Verify the config state and disable stonith:

crm_verify -L -V
pcs property set stonith-enabled=false

And disable the quorum policy, as there are only two nodes:

pcs property set no-quorum-policy=ignore
pcs property

Proceed to create our VIP resource (IP: 172.16.70.210):

pcs resource create virtual_ip ocf:heartbeat:IPaddr2 ip=172.16.70.210 cidr_netmask=32 nic=eth0:0 op monitor interval=30s

VERY IMPORTANT NOTE: As our ethernet interfaces are named "eth0", we choose our eth alias as "eth0:0". Adjust this alias based on your ethernet names. Fail to do this properlly, and prepare to live in a world full of pain !.

As soon as we complete this command, we can see this IP ready in the node with "ip a" or "ifconfig". Note that the IP can be started on any of both nodes so check on both servers.

Verify the state of our resources:

pcs status resources


virtual_ip     (ocf::heartbeat:IPaddr2):       Started instance-172-16-70-51

At this point, we need to enable all our cluster related services IN BOTH SERVERS:

systemctl enable pcsd
systemctl enable corosync
systemctl enable pacemaker

BUGFIX: Due an existing bug with the corosync service, you'll need to include a 10 seconds delay in the systemd script. Please perform this VERY VITAL STEP IN BOTH SERVERS:

vi /usr/lib/systemd/system/corosync.service

After "[service]" section, add the following line:

ExecStartPre=/usr/bin/sleep 10

So the file new content will be:

[Unit]
Description=Corosync Cluster Engine
ConditionKernelCommandLine=!nocluster
Requires=network-online.target
After=network-online.target

[Service]
ExecStartPre=/usr/bin/sleep 10
ExecStart=/usr/share/corosync/corosync start
ExecStop=/usr/share/corosync/corosync stop
Type=forking

# The following config is for corosync with enabled watchdog service.
#
#  When corosync watchdog service is being enabled and using with
#  pacemaker.service, and if you want to exert the watchdog when a
#  corosync process is terminated abnormally,
#  uncomment the line of the following Restart= and RestartSec=.
#Restart=on-failure
#  Specify a period longer than soft_margin as RestartSec.
#RestartSec=70
#  rewrite according to environment.
#ExecStartPre=/sbin/modprobe softdog soft_margin=60

[Install]
WantedBy=multi-user.target

Proceed to save the file and reload systemctl daemon, again, in both servers:

systemctl daemon-reload

NOTE: Again, fail to do this very important step, and "again", prepare to live in a world full of pain !.

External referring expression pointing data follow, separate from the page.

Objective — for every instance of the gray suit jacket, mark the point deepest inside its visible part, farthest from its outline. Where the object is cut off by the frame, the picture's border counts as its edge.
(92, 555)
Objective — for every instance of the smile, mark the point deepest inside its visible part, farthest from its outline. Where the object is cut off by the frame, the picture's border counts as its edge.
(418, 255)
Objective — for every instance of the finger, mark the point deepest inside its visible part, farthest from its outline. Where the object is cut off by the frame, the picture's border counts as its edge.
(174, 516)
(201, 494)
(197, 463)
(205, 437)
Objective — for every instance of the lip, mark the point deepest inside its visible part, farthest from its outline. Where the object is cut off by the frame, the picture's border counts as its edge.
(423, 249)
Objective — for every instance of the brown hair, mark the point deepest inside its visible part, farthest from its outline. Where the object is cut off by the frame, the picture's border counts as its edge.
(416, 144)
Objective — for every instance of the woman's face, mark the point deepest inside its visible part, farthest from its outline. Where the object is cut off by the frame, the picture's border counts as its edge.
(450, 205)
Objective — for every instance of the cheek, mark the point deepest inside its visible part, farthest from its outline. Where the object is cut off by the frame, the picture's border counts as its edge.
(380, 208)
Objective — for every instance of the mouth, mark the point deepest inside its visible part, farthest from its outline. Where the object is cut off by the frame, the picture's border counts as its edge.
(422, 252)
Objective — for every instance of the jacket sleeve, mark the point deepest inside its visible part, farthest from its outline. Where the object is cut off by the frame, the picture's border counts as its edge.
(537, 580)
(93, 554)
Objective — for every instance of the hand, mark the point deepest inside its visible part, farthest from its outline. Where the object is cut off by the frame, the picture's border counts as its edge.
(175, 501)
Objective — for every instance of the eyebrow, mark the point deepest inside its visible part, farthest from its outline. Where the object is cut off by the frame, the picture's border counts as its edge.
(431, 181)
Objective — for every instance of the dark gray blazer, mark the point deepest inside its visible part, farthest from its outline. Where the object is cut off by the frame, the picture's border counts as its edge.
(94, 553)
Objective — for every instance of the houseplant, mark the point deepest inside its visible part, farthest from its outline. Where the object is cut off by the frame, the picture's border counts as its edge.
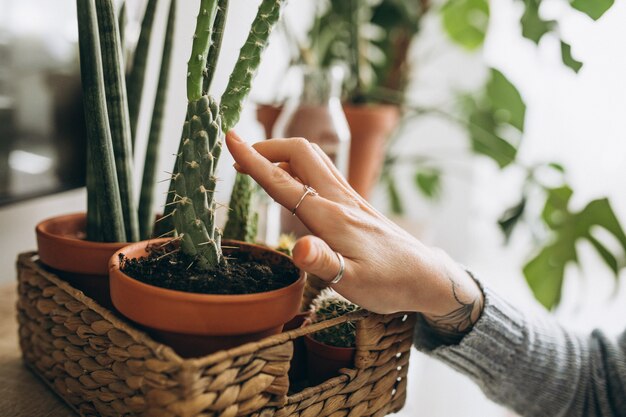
(333, 348)
(211, 294)
(78, 246)
(371, 40)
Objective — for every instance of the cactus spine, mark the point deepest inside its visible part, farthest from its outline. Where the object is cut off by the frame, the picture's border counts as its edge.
(105, 192)
(330, 305)
(146, 197)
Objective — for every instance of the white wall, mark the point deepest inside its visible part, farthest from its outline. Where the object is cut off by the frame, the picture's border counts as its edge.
(578, 120)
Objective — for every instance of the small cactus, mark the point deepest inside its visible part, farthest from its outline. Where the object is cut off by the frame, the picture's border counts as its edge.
(330, 305)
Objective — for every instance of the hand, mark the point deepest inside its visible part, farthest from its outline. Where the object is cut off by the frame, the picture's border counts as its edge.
(386, 269)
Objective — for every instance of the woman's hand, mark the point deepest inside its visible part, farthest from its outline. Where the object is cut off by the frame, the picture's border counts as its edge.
(386, 269)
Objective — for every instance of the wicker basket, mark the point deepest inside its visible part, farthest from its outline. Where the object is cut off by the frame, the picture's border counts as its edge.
(101, 365)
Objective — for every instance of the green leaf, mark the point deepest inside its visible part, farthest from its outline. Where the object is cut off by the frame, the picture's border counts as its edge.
(429, 182)
(568, 59)
(545, 272)
(533, 26)
(593, 8)
(511, 217)
(506, 101)
(466, 21)
(491, 118)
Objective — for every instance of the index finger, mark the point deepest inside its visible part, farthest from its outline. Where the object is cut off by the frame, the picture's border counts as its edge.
(281, 186)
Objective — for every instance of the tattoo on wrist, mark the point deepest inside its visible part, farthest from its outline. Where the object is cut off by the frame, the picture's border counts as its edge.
(452, 326)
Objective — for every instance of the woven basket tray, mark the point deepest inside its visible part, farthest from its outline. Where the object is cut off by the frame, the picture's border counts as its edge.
(101, 365)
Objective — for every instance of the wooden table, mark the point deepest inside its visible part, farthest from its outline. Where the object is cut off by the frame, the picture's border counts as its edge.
(22, 394)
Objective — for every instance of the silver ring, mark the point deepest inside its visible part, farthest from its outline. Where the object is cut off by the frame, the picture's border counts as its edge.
(342, 269)
(307, 191)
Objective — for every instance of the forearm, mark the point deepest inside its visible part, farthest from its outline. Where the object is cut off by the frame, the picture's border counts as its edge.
(534, 366)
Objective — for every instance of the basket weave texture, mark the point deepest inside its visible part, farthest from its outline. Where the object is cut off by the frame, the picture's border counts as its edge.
(101, 365)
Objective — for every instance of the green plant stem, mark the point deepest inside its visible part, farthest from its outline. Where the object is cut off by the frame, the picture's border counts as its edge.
(200, 49)
(248, 62)
(117, 109)
(122, 19)
(98, 131)
(216, 44)
(146, 198)
(137, 74)
(242, 223)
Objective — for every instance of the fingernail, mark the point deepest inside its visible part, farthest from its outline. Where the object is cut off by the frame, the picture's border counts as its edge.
(312, 255)
(234, 137)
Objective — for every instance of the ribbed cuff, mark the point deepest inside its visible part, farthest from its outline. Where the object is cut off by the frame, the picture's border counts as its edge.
(498, 333)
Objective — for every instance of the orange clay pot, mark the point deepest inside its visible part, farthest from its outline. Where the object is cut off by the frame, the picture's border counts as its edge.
(325, 361)
(198, 324)
(267, 114)
(83, 264)
(370, 125)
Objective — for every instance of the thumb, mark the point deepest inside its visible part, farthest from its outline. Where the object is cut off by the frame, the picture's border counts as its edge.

STEP 4: Cluster software setup - part 2 (DRBD Resource)

Note that our DRBD resource will be used in order to share zimbra storage between both servers. Basically, we'll ensure that our /opt/zimbra is symlinked to /mnt/zimbra-storage, but first, we need to create the drbd part.

First stage: Ensure your first node (172.16.70.58) is the DRBD primary by running the following command:

drbdadm primary zimbradrbd

And ensure your other node (172.16.70.51) is the secondary:

drbdadm secondary zimbradrbd

In your first server (172.16.70.58, which is your drbd primary rigth now) proceed to create the xfs filesystem for zimbra:

mkfs.xfs -L zimbra01 /dev/drbd0

Then, ensure both your servers are primary (run this only in your first server):

drbdadm primary all

NOTE: Fail to do this, and you'll end with a SPLIT BRAIN situation.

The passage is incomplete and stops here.